Set in a grand old railway station alongside the Seine River in Paris, the Musée d’Orsay is a treasure trove of art from the 19th and early 20th centuries. With its vast collection, visitors can marvel at masterpieces by Van Gogh, Monet, Degas, and many more. The museum’s iconic clock and stunning architecture add to the charm. It’s a must-visit for art enthusiasts and those keen to experience the rich artistic heritage of the Impressionist era.
Address : 1 Rue de la Légion d’Honneur, 75007 Paris.
Nestled in the historic Marais district of Paris, the Musée Picasso is a tribute to the genius of Pablo Picasso. Inside a beautiful old mansion, visitors will find over 5,000 works, showcasing the artist’s incredible range and evolution. From paintings and sculptures to ceramics and sketches, the museum offers a comprehensive look at Picasso’s creative journey. It’s a must-see for art lovers and anyone interested in diving deep into the world of one of the 20th century’s most iconic artists.
Address : 5 Rue de Thorigny, 75003 Paris.
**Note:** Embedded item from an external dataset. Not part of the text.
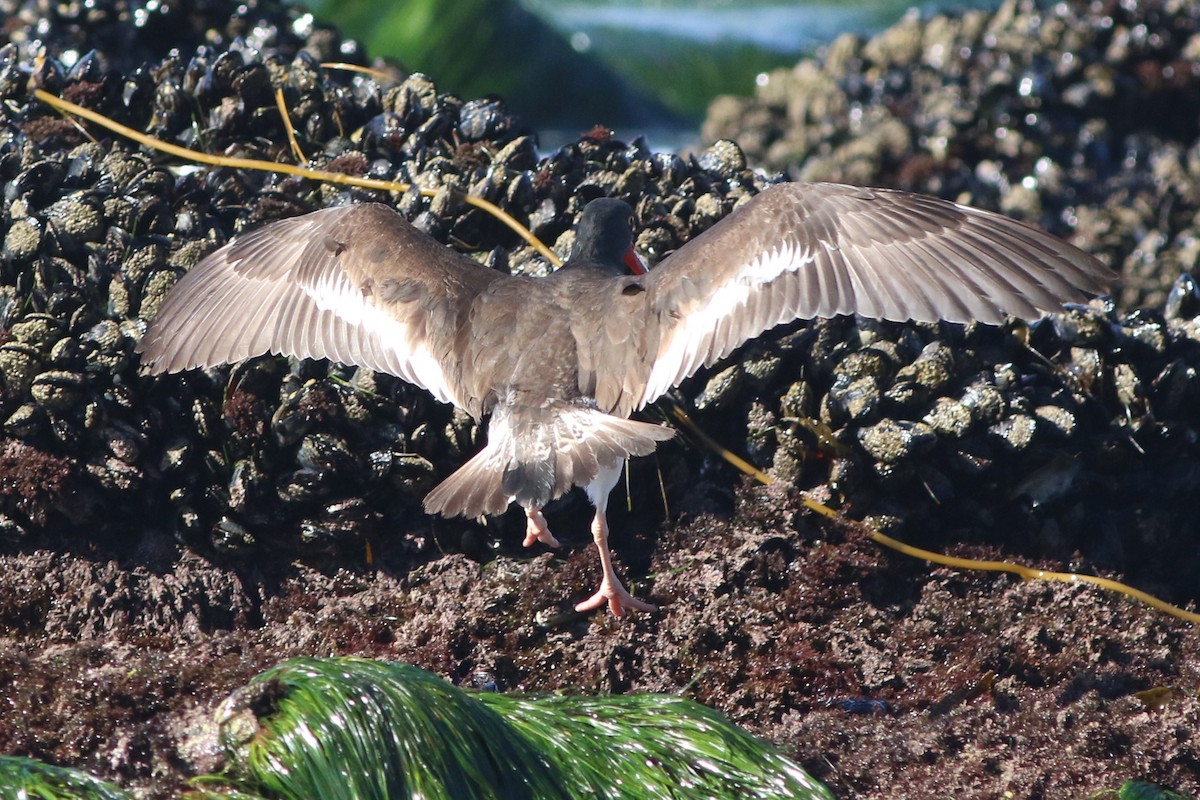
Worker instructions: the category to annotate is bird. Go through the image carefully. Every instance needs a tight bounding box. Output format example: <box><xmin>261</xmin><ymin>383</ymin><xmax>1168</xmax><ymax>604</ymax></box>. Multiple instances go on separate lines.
<box><xmin>138</xmin><ymin>182</ymin><xmax>1115</xmax><ymax>616</ymax></box>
Cité de l’Architecture et du Patrimoine
Located near the Eiffel Tower, the Cité de l’Architecture et du Patrimoine is a celebration of France’s architectural heritage and design. Inside, visitors can explore detailed models of famous French buildings, historical monuments, and even full-sized church replicas. The museum also dives into modern architecture, showcasing the evolution and innovation of design over the centuries. For those fascinated by buildings, urban planning, and the art of construction, this museum offers a rich and enlightening experience.
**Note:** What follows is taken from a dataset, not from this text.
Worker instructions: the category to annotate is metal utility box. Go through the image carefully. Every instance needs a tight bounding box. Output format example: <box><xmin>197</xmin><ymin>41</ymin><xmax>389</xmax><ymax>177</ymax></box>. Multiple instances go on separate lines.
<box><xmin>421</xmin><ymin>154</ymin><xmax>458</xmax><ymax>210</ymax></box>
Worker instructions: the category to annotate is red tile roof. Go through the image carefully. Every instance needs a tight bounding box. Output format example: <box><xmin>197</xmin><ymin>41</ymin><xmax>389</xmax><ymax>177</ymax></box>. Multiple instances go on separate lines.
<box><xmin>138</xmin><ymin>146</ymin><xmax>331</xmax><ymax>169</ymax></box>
Address : 1 Place du Trocadéro et du 11 Novembre, 75016 Paris.
Musée National de l’Histoire de l’Immigration
In the vibrant 12th district of Paris, the Musée National de l’Histoire de l’Immigration delves into the diverse stories of those who have come to France from afar. Through artifacts, photographs, and personal accounts, the museum sheds light on the challenges, contributions, and rich cultural tapestry woven by immigrants over the years. It’s a thought-provoking space that celebrates the shared history and resilience of people seeking new beginnings.
Address : 293 Avenue Daumesnil, 75012 Paris.
Situated in the 16th district of Paris, the Musée Guimet is a renowned museum dedicated to Asian art and civilizations. With its vast collection, visitors can travel across India, China, Japan, and many other Asian countries, discovering ancient sculptures, delicate ceramics, and vibrant textiles. Founded by the traveler Emile Guimet, this museum offers a deep exploration of the diverse art forms and rich histories of Asia. It’s a must-visit for those interested in the art, culture, and traditions of the vast Asian continent.
Address : 6 Place d’Iéna, 75116 Paris.
Musée du Quai Branly
Just a short walk from the Eiffel Tower, the Musée du Quai Branly is a gateway to the arts and cultures of Africa, Asia, Oceania, and the Americas. Set in a modern building surrounded by lush gardens, the museum showcases a rich collection of masks, textiles, sculptures, and other artifacts. It’s a vibrant space where tradition meets contemporary, offering visitors a unique insight into the diverse cultures and histories of non-European civilizations.
Address : 37 Quai Branly, 75007 Paris.